La terre se couvrit de ronces et d'épines



Extrait de "Histoire de Satan" de l'Abbé Lecanu :


La tour de Babel (Gustave Doré)
La terre se couvrit de ronces et d'épines ; les animaux, qui avaient été jusque-là des serviteurs dociles, devinrent étrangers ou ennemis, le sol avare de ses richesses ; il fallut désormais les lui arracher à la peine des bras, à la sueur du front ; la mort entra dans le monde avec son affreux cortège de maux et de douleurs. Et, pour comble, l'homme lui-même était changé, il ne se reconnut plus, il eut honte, il s'enfuit, il était nu ; et Dieu l'assujettit pour une grande part à la domination de cet ennemi qu'il lui avait préféré. Il mit dans sa nature le germe de toutes les concupiscences, lui laissa la raison, pour éclairer ses voies ; la conscience, pour l'avertir de ses fautes, afin d'établir au dedans de lui des appétits et des résistances, c'est-à-dire une lutte, un combat pénible et perpétuel.
Et toute la race humaine fut ainsi dégradée pour toute la durée des siècles, par communication de la faute du premier père.
Dogme incompréhensible, inconciliable, ce semble, avec la justice et la bonté de Dieu ; mais d'une vérité si manifeste, qu'il ne reste encore ici qu'un seul parti à prendre : celui de s'incliner et d'adorer des jugements impénétrables.
Le bien et le mal existent mélangés dans toute la nature et par tout l'univers, dans de telles proportions, que le mal domine, et que le bien paraît accidentel. Or il n'est pas possible que le monde soit sorti en cet état des mains d'un créateur intelligent, bon et juste. Tous les systèmes inventés par l'esprit humain pour expliquer une telle anomalie ont échoué contre la raison. Dieu n'a pu former le monde tel qu'il est.

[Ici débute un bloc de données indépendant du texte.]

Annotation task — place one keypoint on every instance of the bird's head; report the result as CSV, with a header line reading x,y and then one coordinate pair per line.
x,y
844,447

D'autant plus qu'après avoir montré une souveraine puissance et une souveraine sagesse dans l'ensemble de son œuvre, il pourrait être convaincu d'une souveraine injustice dans les détails ; il suffit d'en citer un seul : l'innocent, le juste, souffre et périt ; l'enfant, par exemple, qui n'a pas demandé à naître, qui aspire à vivre et qui languit, souffre et meurt avant d'avoir accompli un seul acte bon ou mauvais. On le comprendrait de la plante insensible qui végète, on le comprend plus difficilement de l'animal sans raison qui vit, mais pas du tout de l'être raisonnable, qui a conscience de ses droits et de sa valeur.
C'est surtout dans l'homme que le renversement d'ordre est le plus saisissable et le plus inexplicable, si on fait abstraction d'une faute et d'une dégradation originelle.

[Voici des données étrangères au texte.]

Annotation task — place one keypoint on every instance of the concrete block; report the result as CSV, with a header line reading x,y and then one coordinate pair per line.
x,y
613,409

Composé de deux substances, l'une vile, grossière, de la nature de la boue, qui n'a rien en propre que la forme et l'étendue ; l'autre intelligente, de nature angélique, appelée à la contemplation du bien, du beau, du vrai, dont les aspirations tendent à s'élever vers son auteur ; or, c'est celle-ci, la seule noble et sainte, qui est assujettie à l'autre, à celle qui n'a pas même conscience de soi ; de telle sorte que la première servira comme une vile esclave les appétits brutaux et les passions résultant de l'organisation de la seconde, et qu'elle appliquera par un constant labeur ses plus nobles et ses plus sublimes facultés à fouiller la terre comme les animaux, pour lui chercher sa pâture ; avec cette différence en plus, que les animaux y trouvent la leur toute préparée, tandis qu'elle n'y trouvera que des éléments qu'il faudra préparer. Toutes les pensées des hommes depuis six mille ans gravitent vers ce seul objet, la nourriture et le vêtement, et ils appellent heureux, celui qui a le plus de nourriture et de vêtement, quoiqu'il en faille juste la même quantité à chacun. Quelle humiliante dégradation : quel renversement d'ordre !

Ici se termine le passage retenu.